Gwadar Oil City
- Industry: Oil and gas
- Headquarters: Gwadar, Balochistan, Pakistan
- Products: Petroleum products
- Services: Refining and processing

= Gwadar Oil City =

Gwadar Oil City is a proposed mega oil city that will be established on 88,000 acres of land in the Gwadar district, Balochistan, Pakistan. Its primary objective is to create a substantial oil city intended for the refining and processing of petroleum products, predominantly sourced from the Persian Gulf area. The refined products will serve both regional and local needs. The financial commitment for this venture is projected to range between $10-12 billion, and the establishment of the oil city will be undertaken by a Saudi enterprise.

==History==
The preparation and design phases for Pakistan's most extensive oil city, slated to accommodate the significant $10 billion Aramco Oil Refinery endeavor. This initiative is situated in the southwestern Balochistan province. During the visit of Saudi Crown Prince Mohammed bin Salman in 2019, Saudi Arabia and Pakistan inked seven investment agreements worth $21 billion. Among these agreements was the long-term undertaking of the Aramco oil refinery project. The Aramco Oil Refinery, estimated at $10 billion and endowed with an oil refining capacity ranging from 250,000 to 300,000 barrels per day, is anticipated to require a span of 5 to 6 years from its inception to the point of operational commencement.

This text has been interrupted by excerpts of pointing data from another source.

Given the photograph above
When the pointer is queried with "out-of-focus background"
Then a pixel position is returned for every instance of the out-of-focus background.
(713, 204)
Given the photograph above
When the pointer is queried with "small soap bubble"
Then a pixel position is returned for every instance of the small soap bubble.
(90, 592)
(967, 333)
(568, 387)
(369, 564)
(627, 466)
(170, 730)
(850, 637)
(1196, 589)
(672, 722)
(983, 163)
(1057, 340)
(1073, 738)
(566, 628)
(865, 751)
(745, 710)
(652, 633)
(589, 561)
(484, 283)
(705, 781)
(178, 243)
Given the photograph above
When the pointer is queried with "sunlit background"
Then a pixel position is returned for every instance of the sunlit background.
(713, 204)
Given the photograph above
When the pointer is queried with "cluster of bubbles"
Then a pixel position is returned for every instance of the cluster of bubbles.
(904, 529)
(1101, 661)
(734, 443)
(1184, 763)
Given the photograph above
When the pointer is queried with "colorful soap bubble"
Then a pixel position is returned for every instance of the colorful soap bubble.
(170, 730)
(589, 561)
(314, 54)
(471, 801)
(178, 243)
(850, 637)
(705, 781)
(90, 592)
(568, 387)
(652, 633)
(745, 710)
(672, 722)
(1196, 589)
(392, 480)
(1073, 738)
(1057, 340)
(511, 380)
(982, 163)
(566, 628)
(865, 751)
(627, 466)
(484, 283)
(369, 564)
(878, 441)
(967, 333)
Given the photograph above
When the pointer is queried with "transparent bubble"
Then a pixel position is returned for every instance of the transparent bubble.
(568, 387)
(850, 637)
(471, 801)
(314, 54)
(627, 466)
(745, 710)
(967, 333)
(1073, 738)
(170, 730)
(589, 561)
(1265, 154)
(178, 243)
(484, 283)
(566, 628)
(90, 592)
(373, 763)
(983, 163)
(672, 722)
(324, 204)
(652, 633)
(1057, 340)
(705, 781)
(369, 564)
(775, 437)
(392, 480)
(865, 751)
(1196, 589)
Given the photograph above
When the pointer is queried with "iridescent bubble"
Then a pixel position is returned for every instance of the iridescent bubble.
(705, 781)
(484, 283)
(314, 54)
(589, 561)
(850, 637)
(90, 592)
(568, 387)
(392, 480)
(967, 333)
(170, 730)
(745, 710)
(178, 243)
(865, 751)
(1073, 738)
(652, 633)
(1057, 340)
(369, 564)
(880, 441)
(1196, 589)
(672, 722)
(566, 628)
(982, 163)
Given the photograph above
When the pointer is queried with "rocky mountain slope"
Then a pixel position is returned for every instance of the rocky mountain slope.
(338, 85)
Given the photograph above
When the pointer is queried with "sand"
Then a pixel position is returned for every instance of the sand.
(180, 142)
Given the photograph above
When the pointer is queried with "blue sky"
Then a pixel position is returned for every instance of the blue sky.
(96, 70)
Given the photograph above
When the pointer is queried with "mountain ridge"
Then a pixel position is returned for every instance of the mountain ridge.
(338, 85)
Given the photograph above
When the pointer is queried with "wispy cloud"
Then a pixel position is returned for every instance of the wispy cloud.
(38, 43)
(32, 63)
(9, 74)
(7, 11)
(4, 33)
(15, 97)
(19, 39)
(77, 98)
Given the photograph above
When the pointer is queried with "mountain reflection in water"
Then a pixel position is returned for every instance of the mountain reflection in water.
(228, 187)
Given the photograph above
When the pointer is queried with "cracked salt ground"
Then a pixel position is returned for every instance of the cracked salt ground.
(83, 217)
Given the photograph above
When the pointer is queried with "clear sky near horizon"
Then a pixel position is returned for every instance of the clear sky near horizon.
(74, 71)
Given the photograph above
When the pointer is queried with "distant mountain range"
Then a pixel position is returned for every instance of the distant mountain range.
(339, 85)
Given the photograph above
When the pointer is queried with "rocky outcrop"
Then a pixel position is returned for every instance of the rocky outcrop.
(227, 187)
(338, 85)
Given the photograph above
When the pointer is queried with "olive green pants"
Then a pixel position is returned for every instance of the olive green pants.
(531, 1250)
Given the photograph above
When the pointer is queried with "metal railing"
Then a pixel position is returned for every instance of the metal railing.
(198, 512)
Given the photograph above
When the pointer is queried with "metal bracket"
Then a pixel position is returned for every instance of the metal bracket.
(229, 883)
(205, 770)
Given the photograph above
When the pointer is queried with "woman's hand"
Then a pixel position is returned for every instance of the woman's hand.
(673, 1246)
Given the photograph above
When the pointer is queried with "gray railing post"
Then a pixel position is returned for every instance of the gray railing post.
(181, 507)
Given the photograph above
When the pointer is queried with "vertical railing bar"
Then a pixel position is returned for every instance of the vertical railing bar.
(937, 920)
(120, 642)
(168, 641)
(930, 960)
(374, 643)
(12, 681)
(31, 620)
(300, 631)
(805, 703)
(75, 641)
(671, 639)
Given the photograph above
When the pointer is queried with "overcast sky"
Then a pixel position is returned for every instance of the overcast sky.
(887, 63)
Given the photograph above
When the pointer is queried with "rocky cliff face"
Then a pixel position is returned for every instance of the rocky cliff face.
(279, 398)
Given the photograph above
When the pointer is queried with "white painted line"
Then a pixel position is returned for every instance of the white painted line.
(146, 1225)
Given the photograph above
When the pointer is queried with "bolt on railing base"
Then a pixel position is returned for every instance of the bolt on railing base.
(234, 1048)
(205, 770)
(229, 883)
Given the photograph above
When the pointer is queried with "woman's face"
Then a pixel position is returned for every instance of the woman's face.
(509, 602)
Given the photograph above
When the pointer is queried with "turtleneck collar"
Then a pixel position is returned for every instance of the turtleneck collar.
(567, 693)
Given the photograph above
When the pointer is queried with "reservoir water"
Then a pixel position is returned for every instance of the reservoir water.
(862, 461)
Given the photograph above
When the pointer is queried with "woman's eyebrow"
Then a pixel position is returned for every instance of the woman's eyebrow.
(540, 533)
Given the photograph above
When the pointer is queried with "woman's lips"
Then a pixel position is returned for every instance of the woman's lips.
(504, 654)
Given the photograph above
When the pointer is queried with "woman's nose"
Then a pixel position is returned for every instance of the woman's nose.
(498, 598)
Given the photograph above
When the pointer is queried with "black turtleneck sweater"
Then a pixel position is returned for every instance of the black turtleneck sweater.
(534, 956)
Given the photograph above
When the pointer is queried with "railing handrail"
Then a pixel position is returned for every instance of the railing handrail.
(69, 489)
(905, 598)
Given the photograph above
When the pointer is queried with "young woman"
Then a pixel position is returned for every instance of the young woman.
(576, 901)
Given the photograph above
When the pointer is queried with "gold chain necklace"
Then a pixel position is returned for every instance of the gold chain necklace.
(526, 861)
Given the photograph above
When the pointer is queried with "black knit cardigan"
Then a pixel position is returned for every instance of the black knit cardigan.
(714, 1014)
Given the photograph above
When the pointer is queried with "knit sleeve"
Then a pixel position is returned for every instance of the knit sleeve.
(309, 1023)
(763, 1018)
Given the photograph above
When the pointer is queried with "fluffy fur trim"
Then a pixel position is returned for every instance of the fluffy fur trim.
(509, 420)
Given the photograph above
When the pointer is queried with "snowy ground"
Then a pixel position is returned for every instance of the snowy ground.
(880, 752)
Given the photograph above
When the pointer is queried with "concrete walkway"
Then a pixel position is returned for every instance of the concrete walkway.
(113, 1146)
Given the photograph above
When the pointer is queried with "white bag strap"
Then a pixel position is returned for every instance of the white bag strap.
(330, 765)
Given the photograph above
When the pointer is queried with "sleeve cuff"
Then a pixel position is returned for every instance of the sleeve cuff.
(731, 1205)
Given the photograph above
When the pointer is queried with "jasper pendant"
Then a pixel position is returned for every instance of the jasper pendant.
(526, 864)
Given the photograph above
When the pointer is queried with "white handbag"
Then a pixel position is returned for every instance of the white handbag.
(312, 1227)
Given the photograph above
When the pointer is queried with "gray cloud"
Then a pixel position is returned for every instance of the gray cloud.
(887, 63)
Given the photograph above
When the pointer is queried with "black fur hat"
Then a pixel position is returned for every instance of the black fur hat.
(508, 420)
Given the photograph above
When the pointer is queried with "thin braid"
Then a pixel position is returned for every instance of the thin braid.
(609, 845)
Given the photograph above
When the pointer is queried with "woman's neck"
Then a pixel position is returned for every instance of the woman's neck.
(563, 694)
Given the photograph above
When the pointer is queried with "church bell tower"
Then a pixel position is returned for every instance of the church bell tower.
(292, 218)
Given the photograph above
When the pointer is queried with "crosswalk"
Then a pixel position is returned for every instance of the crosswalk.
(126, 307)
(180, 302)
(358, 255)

Apart from the involvement of Saudi Arabia, there has been keen interest from Chinese enterprises to establish refineries within the Gwadar Oil City. China's East Sea Group Limited has unveiled intentions to commit $4.5 billion for the establishment of a refinery with an annual oil processing capacity of 8 million tons in Gwadar. This refinery project holds the promise of furnishing Pakistan with considerable storage capacity, allowing for the retention of reserves over extended periods, thereby contributing to the conservation of foreign exchange.